Lord Byron, an English poet and politician once noted “the truth is always strange.” In yet another play on Strange Engineering‘s company name, we quote author KC Randall’s famous saying: “It’s amazing how easy the truth is to accept…no matter how strange.”
It would seem that truth and Strange are tied together in vocabulary and literature, as the company cherishes being different than the crowd. It is that uniqueness that makes this performance company stand out.
Strange Engineering has grown a lot from Bob Stange’s two-car garage operation in Evanston, Illinois, to an ultra-modern global facility in Morton Grove, Illinois. Stange was born and raised in Chicago, working as a machinist in local machine shops by day. At night he turned into a superhero, making suspension parts for drag cars in his mom’s garage.

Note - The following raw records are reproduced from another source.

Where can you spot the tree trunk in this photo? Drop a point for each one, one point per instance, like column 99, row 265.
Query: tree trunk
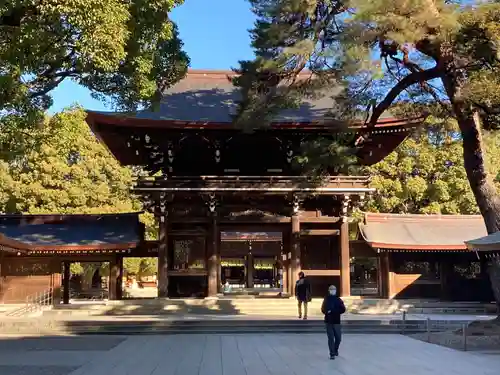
column 481, row 183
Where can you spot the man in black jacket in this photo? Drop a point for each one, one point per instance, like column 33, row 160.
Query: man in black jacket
column 303, row 293
column 332, row 308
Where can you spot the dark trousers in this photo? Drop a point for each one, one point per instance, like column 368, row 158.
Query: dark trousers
column 334, row 334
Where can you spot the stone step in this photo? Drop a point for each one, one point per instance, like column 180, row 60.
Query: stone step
column 219, row 326
column 284, row 307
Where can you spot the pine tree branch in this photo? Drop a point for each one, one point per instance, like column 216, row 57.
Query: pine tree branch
column 405, row 83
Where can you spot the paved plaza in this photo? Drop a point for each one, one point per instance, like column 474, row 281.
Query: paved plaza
column 283, row 354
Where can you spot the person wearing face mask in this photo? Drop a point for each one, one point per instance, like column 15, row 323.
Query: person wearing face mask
column 303, row 294
column 332, row 308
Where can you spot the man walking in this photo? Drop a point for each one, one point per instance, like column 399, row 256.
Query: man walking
column 303, row 294
column 332, row 308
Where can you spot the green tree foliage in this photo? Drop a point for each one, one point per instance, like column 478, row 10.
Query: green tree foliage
column 62, row 168
column 425, row 174
column 125, row 50
column 380, row 53
column 376, row 54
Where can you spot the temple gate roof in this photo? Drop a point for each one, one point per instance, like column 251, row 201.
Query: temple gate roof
column 395, row 232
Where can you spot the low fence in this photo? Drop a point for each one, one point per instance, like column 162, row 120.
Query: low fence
column 460, row 335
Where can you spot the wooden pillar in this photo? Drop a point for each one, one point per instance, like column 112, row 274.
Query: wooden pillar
column 65, row 282
column 56, row 267
column 115, row 277
column 2, row 291
column 446, row 276
column 119, row 280
column 163, row 257
column 249, row 267
column 386, row 276
column 213, row 254
column 295, row 262
column 345, row 267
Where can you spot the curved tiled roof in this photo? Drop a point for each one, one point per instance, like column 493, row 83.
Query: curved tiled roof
column 70, row 232
column 421, row 232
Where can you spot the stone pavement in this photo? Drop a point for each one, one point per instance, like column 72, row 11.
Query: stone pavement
column 235, row 355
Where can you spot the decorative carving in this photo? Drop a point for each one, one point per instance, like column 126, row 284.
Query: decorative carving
column 344, row 211
column 296, row 203
column 217, row 151
column 162, row 205
column 289, row 153
column 170, row 155
column 212, row 203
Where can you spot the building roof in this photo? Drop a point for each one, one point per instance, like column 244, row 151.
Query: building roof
column 206, row 100
column 208, row 96
column 70, row 232
column 421, row 232
column 486, row 243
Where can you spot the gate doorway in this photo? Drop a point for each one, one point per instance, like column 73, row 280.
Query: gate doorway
column 364, row 277
column 250, row 262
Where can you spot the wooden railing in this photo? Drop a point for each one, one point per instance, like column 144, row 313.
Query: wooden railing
column 35, row 303
column 276, row 184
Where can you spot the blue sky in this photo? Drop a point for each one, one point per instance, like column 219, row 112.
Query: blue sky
column 215, row 36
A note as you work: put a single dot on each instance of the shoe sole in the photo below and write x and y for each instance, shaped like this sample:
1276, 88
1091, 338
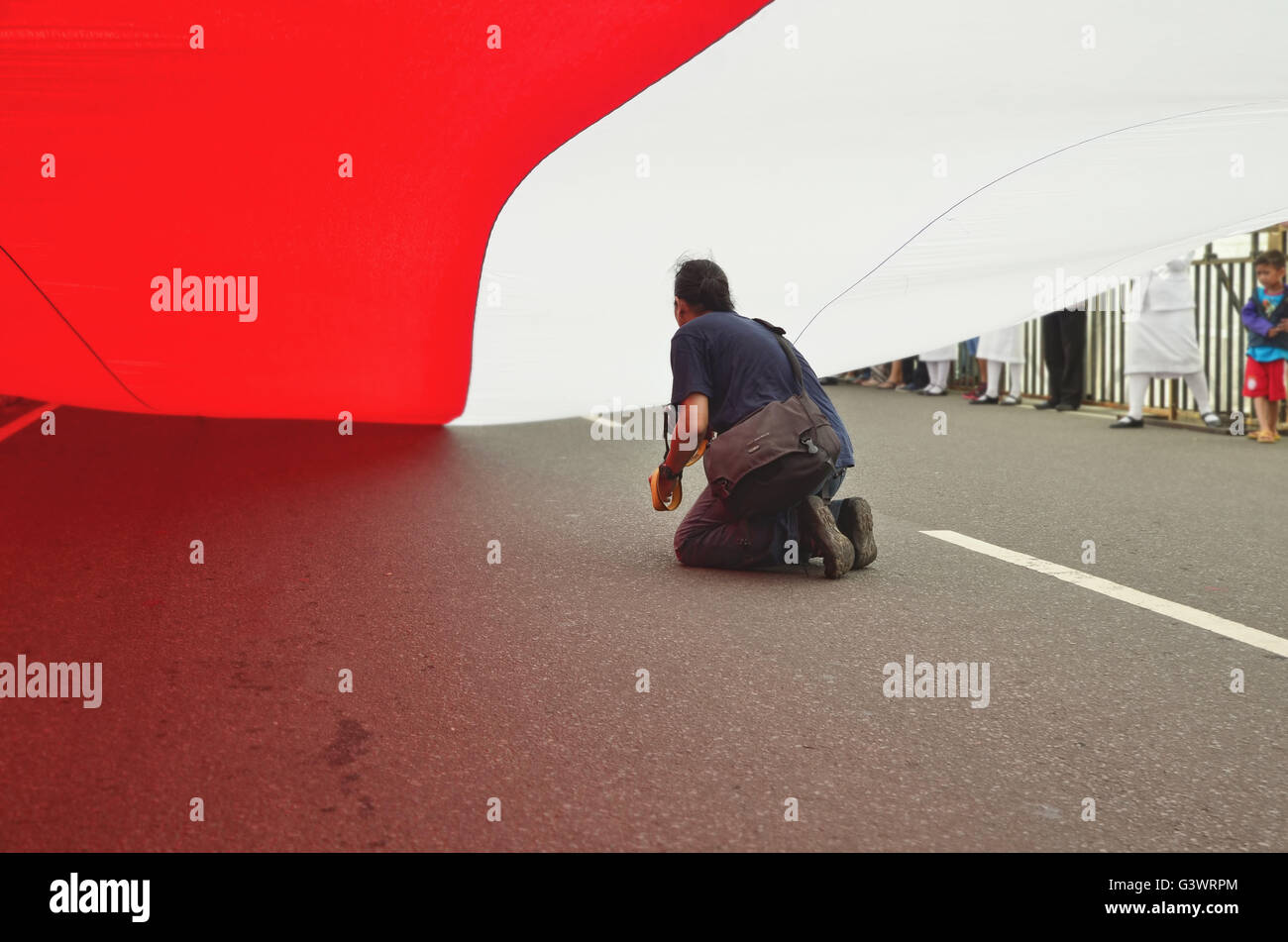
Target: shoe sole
857, 525
832, 545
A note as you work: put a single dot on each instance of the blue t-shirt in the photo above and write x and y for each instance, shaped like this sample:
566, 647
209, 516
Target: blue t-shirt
739, 366
1267, 354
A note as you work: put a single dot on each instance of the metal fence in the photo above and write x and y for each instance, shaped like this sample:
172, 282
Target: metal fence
1222, 336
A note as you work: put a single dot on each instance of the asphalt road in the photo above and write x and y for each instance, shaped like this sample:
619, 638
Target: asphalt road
518, 680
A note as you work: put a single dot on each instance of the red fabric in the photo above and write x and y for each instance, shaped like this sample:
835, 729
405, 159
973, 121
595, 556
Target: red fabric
1263, 379
223, 161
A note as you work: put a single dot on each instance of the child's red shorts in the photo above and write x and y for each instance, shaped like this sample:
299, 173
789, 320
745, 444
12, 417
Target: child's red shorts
1263, 379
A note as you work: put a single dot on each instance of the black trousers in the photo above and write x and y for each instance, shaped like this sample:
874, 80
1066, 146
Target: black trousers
1064, 348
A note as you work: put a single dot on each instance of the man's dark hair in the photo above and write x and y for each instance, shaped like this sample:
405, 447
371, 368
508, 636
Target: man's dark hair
703, 284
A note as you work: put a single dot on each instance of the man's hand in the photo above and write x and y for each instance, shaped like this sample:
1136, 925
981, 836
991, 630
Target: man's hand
665, 486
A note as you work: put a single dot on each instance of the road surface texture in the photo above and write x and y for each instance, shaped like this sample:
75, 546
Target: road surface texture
516, 680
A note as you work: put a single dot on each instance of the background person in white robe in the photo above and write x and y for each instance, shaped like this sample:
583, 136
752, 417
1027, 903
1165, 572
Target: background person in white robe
938, 364
996, 348
1162, 343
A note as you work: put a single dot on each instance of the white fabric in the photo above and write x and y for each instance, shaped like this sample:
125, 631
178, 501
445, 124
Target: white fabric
875, 205
943, 354
938, 370
995, 378
1160, 339
1005, 345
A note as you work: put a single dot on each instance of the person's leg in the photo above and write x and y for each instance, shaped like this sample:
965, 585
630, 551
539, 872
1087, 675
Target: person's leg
1266, 417
1197, 381
1073, 347
1052, 354
827, 490
1137, 383
711, 536
995, 378
938, 374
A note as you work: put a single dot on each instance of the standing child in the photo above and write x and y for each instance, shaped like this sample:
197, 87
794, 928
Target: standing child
1267, 344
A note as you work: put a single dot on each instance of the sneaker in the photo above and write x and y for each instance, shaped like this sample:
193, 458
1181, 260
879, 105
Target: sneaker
825, 541
855, 523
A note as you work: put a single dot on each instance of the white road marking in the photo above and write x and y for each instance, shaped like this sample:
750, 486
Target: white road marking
1142, 600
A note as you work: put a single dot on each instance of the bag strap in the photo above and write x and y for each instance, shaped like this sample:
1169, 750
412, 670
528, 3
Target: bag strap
787, 349
791, 358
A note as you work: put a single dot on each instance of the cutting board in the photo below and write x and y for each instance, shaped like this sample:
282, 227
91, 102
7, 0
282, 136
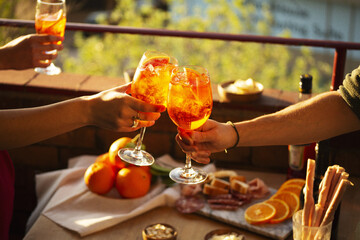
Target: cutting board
236, 218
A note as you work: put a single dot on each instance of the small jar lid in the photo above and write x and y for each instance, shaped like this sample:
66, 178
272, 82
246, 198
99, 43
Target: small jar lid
159, 231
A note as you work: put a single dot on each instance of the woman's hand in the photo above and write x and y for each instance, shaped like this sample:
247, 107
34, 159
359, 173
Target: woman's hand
29, 51
115, 110
211, 137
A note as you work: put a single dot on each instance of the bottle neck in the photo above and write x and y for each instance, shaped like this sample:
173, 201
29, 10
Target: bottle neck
304, 96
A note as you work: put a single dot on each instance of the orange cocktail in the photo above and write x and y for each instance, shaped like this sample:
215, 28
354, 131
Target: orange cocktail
190, 102
152, 77
50, 18
51, 24
189, 106
151, 85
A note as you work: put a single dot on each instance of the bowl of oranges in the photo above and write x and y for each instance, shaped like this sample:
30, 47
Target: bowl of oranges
109, 172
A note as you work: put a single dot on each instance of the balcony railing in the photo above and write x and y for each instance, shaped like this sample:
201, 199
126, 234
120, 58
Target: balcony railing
340, 47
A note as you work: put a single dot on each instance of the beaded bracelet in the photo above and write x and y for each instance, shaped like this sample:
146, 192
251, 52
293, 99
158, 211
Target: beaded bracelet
237, 135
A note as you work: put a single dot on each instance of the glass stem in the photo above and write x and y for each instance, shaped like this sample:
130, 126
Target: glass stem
187, 163
139, 141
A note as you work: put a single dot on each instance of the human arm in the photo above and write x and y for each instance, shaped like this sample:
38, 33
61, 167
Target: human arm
29, 51
112, 109
323, 116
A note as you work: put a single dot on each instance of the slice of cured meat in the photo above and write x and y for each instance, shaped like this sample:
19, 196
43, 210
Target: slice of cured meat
189, 204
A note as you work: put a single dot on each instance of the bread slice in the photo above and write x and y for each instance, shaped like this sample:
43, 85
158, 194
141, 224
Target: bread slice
239, 186
214, 191
217, 182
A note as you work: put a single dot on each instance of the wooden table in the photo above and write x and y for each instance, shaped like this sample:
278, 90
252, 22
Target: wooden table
193, 226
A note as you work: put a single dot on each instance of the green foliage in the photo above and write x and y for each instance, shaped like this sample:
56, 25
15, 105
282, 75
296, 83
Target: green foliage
275, 66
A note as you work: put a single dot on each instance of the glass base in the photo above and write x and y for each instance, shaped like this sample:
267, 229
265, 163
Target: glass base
50, 70
188, 176
139, 158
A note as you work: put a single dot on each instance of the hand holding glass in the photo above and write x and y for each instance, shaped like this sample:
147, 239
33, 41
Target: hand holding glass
150, 84
50, 18
189, 106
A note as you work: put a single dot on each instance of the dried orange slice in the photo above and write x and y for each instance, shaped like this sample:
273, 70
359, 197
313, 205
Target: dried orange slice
282, 210
290, 198
259, 213
294, 181
291, 188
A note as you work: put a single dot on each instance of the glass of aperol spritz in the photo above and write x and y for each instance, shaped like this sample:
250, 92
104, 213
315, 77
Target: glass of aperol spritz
150, 84
50, 18
189, 106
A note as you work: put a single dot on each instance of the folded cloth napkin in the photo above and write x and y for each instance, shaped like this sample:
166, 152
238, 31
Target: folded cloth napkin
71, 205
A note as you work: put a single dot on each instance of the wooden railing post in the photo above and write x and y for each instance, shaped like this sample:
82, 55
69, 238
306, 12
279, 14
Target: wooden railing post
338, 68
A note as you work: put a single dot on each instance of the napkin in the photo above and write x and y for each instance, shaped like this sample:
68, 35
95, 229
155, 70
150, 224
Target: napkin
65, 199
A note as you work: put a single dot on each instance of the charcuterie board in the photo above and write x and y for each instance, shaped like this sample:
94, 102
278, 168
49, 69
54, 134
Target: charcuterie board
236, 218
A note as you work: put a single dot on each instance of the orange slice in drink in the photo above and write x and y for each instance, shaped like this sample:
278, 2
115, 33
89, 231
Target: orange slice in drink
282, 210
260, 213
156, 61
291, 188
290, 198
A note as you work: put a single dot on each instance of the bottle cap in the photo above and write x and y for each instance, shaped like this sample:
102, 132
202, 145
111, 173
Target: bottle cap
305, 84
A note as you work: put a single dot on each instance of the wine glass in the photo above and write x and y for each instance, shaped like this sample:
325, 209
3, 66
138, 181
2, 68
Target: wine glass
189, 106
50, 18
150, 84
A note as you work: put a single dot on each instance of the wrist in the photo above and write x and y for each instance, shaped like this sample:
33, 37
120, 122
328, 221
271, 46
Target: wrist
85, 110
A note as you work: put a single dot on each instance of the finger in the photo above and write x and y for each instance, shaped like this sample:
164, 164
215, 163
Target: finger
200, 157
44, 56
49, 47
185, 147
149, 116
184, 137
139, 125
122, 89
142, 106
45, 38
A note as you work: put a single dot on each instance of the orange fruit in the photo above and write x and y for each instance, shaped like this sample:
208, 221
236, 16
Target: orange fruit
291, 188
282, 210
290, 198
99, 177
259, 213
113, 150
105, 158
133, 182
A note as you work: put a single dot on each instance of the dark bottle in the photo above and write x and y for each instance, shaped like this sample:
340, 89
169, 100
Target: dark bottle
299, 154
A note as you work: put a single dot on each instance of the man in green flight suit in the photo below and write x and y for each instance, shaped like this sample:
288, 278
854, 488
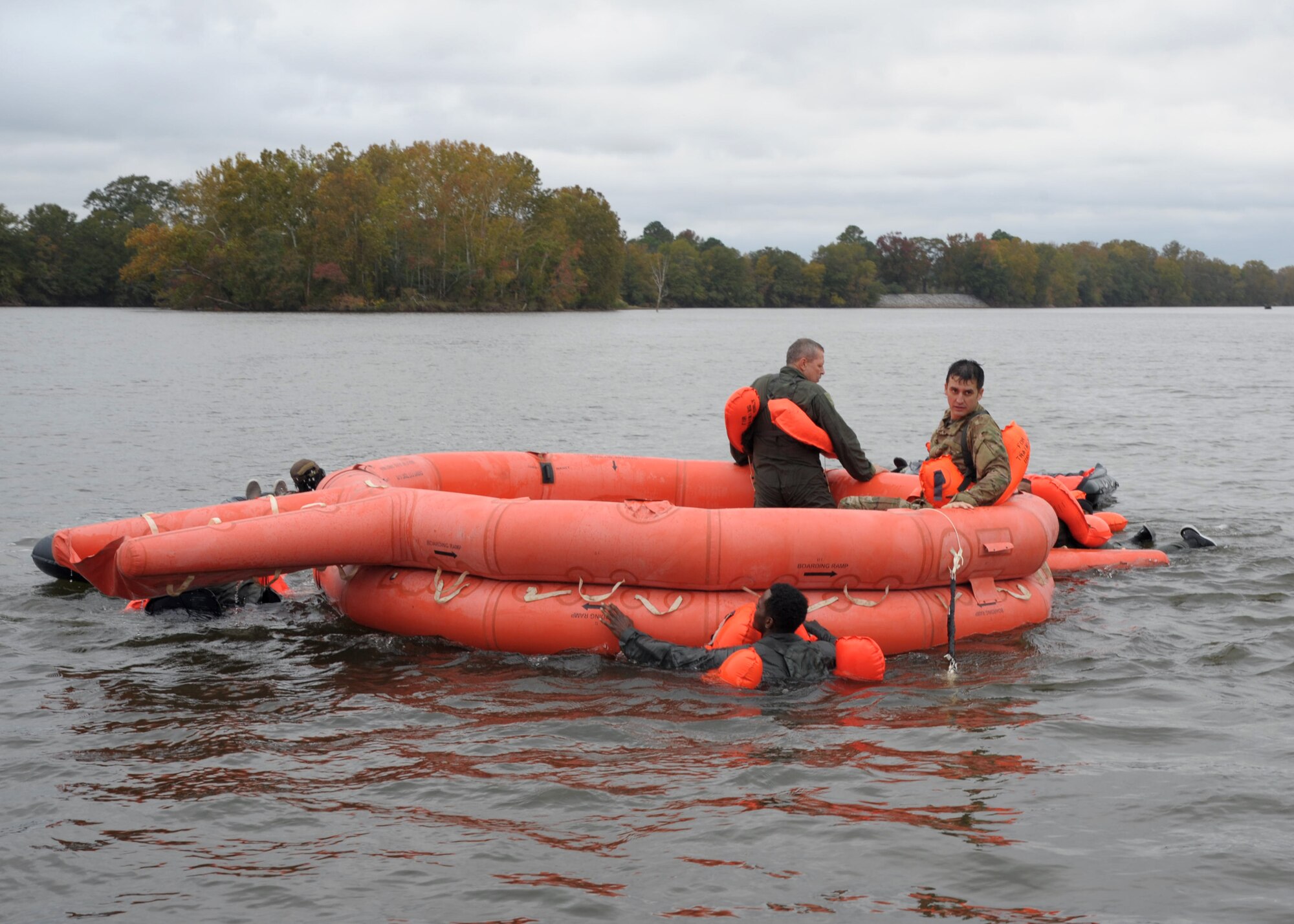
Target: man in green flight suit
970, 437
787, 472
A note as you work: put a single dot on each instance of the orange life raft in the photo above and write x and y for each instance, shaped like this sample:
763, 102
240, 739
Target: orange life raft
516, 552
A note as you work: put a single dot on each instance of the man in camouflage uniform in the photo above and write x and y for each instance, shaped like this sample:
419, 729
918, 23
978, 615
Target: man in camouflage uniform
970, 437
789, 473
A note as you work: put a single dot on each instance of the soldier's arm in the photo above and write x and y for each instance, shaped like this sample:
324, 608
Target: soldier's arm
843, 439
642, 649
992, 467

Chris “The Greek” Karamesines tells the story about how back in the late ’50s and early ’60s, he couldn’t get a rearend that would survive the abuse of his Don Maynard tuned Top Fuel car. So he turned to Bob Stange for help. The relationship went from a single rebuilt rearend to a lifelong commitment. “I never broke that rearend and I still have it. I’ve never used anything else but Strange components since,” said Karamesines.
It wasn’t long after that, the hunger for Stange’s rearends grew in the region and beyond. Investing in racing and racers became a normal procedure for the business. In fact, Strange Engineering was the first to field a team that consisted of Sportsman and Pro cars when they backed the Chi-Town Hustler lead Team in the 1980s.
Needless to say, Strange Engineering has been a long-standing respectable name in the performance industry. The company has grown from those early stages to an industry-leading manufacturing company housed on a 120,000 square foot site. In addition to building dependable performance components, the people there take pride in their continuous passion for the sport of drag racing.